Baháʼís continued to be active in developmental circles related to children.

== Modern community ==

In the 1990s youth conferences and proclamation events, and Ruhi Institute meetings multiplied.

The national center was renovated circa 1998–2000. A Minister of Trinidad and Tobago, Dr. Daphne Phillips, spoke at the official opening of the National Baháʼí Center in Port of Spain on 12 November 2000 addressing an audience of some 200 people.

Youth, women, and minorities are among those taking the lead in becoming tutors on Ruhi Institute courses in Trinidad and Tobago since 2006.

In 2008 the Baháʼí Community of Trinidad and Tobago promoted the United Nations International Day for the Elimination of Violence against Women through emphasizing moral education and equal partnerships between women and men.

The national library has a selection of Baháʼí literature.

Newspapers have published commemorations of the founding figures of the religion. or printed quotes on occasion.

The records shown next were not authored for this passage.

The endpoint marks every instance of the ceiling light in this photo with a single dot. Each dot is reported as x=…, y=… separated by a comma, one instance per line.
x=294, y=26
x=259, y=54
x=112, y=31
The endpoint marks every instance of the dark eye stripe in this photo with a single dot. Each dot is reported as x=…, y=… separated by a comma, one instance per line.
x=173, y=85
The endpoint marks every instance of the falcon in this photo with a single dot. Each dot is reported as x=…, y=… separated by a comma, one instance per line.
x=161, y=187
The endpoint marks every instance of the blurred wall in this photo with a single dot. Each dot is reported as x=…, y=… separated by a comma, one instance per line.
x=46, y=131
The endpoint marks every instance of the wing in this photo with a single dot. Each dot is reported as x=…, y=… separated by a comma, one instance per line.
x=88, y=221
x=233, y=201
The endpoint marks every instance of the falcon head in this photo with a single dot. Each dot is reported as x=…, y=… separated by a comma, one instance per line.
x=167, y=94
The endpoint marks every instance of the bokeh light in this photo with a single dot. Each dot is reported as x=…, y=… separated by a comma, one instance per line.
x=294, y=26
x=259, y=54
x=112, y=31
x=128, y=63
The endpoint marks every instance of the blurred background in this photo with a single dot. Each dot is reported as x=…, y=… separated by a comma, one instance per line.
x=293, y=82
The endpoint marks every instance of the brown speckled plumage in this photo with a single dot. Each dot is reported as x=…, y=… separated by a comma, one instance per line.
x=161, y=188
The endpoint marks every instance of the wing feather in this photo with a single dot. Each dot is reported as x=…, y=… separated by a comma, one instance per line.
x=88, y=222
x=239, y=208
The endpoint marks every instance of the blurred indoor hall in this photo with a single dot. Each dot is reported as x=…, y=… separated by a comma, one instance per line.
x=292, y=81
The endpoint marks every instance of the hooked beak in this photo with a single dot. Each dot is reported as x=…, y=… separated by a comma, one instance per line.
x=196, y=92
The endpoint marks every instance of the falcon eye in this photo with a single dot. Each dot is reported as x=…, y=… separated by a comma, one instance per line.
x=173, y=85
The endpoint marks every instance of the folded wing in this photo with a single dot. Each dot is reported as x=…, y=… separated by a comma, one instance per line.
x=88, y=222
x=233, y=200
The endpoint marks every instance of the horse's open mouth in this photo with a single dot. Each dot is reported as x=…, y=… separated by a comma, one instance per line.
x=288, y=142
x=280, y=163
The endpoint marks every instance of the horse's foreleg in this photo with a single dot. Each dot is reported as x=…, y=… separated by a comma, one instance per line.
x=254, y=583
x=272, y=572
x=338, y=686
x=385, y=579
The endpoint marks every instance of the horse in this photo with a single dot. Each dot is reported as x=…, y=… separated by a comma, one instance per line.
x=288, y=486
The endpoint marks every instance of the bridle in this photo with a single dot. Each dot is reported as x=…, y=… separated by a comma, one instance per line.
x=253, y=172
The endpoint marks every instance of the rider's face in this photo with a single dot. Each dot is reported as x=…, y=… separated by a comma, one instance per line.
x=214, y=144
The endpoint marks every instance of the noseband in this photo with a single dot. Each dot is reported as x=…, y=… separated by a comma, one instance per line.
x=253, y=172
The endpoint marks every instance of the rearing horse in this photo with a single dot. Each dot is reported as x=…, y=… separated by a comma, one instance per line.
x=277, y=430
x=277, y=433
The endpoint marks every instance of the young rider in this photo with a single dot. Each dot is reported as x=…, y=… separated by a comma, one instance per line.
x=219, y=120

=== Interfaith activities ===

The federal government published a series of stamps on local religions in 1992 in honor of the Inter-Religious Organization's steadfast interfaith activities. One of them was a symbol of the Baháʼí Faith - the Ringstone symbol. Through it Baháʼís have been a visible presence in the media. The Baháʼís has been mentioned as part of the discussions on national policy, cross-cultural events all while visibly not receiving government aide.

=== Arts ===

Several Trinidadian Baháʼís have been visible in the arts. Film Composer/Sound Designer/Musician/Music Producer Navid Lancaster is an active professional. Kathleen (Kathy) Farabi is a painter and a member of the Art Society of Trinidad & Tobago. Thunder Sowevhi is an artist, performer, dramatist and educator. Anne-Marie Brimacombe and her husband Peter Brimacombe are the Founding Directors of Arts Alive Tobago

=== Demographics ===

The Baháʼís are a small group in the country. In 2005/2010 the Association of Religion Data Archives (relying on World Christian Encyclopedia) estimated some 1.2% in Trinidad and Tobago - some 14–16,000 - were Baháʼís. The civic census does not specify Baháʼís as of 2011 and Baháʼís themselves claim somewhat smaller numbers at about 10,000 and within the civic boundaries of the possible 25 locations for local assemblies there are such assemblies in 21 of them.